Cette dynamique collective permet d’ancrer au quotidien la prévention, de dépasser la simple application de protocoles et de rendre chaque intervenant acteur vigilant de la sécurité du résident.
Animer le dialogue avec les résidents et leurs familles
Le respect de la personne passe aussi par l’éducation thérapeutique : expliquer aux résidents pourquoi certaines habitudes ou aménagements sont nécessaires, les écouter lorsqu’ils redoutent de perdre leur liberté de mouvement. Valider la peur de tomber sans la transformer en évitement de toute activité. Les familles sont également informées sur les risques liés à certains comportements (se lever la nuit sans prévenir, obstacles dans la chambre…), afin de mieux comprendre les décisions parfois impopulaires prises dans l’intérêt de leur proche.
Analyser, comprendre, ajuster : l’apport de la traçabilité et du retour d’expérience
Chaque chute, qu’elle soit grave ou bénigne, fait l’objet d’une déclaration, d’un compte rendu précis et d’une analyse dans le cadre de la gestion des risques. Des audits sont menés régulièrement pour identifier les points de fragilité persistants, remettre en cause certaines habitudes, ajuster les modes d’organisation du travail (tournées de nuit, accès aux sanitaires…).
| Situation analysée | Mesures instaurées | Effets observés |
|---|---|---|
| Multiplication des chutes au lever la nuit | Installation de détecteurs de mouvementsRenforcement des rondes de surveillance | Diminution de 30 % des chutes nocturnes constatée sur 6 mois (source : HAS) |
| Chutes lors du transfert lit-fauteuil | Formations ciblées sur les techniques de transfertRenouvellement des aides techniques | Réduction des blessures liées au transfert, amélioration de la participation du résident |
C’est par cette démarche qualité, nourrie de l’observation clinique et du retour terrain, qu’une véritable culture de la prévention s’installe durablement.

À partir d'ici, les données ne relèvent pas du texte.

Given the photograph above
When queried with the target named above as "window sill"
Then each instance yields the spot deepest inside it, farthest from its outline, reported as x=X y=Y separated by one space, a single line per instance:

Les recommandations de la HAS (HAS) préconisent d’ailleurs cette analyse fine et collective, loin de toute stigmatisation.
Au-delà des protocoles : exigence de créativité et d’humanité
La prévention des chutes en EHPAD s’appuie sur des protocoles robustes, construits autour de recommandations nationales, mais elle doit s’adapter en permanence à la réalité mouvante de chaque équipe, de chaque résident, de chaque contexte architectural. L’infirmier, par sa position de lien et de vigilance, allie la rigueur scientifique à l’intuition clinique : il ne s’agit pas seulement d’appliquer des grilles mais de savoir, à l’instant précis, poser le geste ou la parole qui comptera.
C’est souvent dans des réglages invisibles – un conseil donné, un regard attentif, une chambre rangée différemment, une stimulation de quelques minutes – que se jouent les vraies victoires. Et c’est là, aussi, que l’infirmier rappelle, jour après jour, que la sécurité ne se bâtit pas contre ou malgré la personne âgée, mais toujours avec elle, dans une démarche de respect et de co-construction.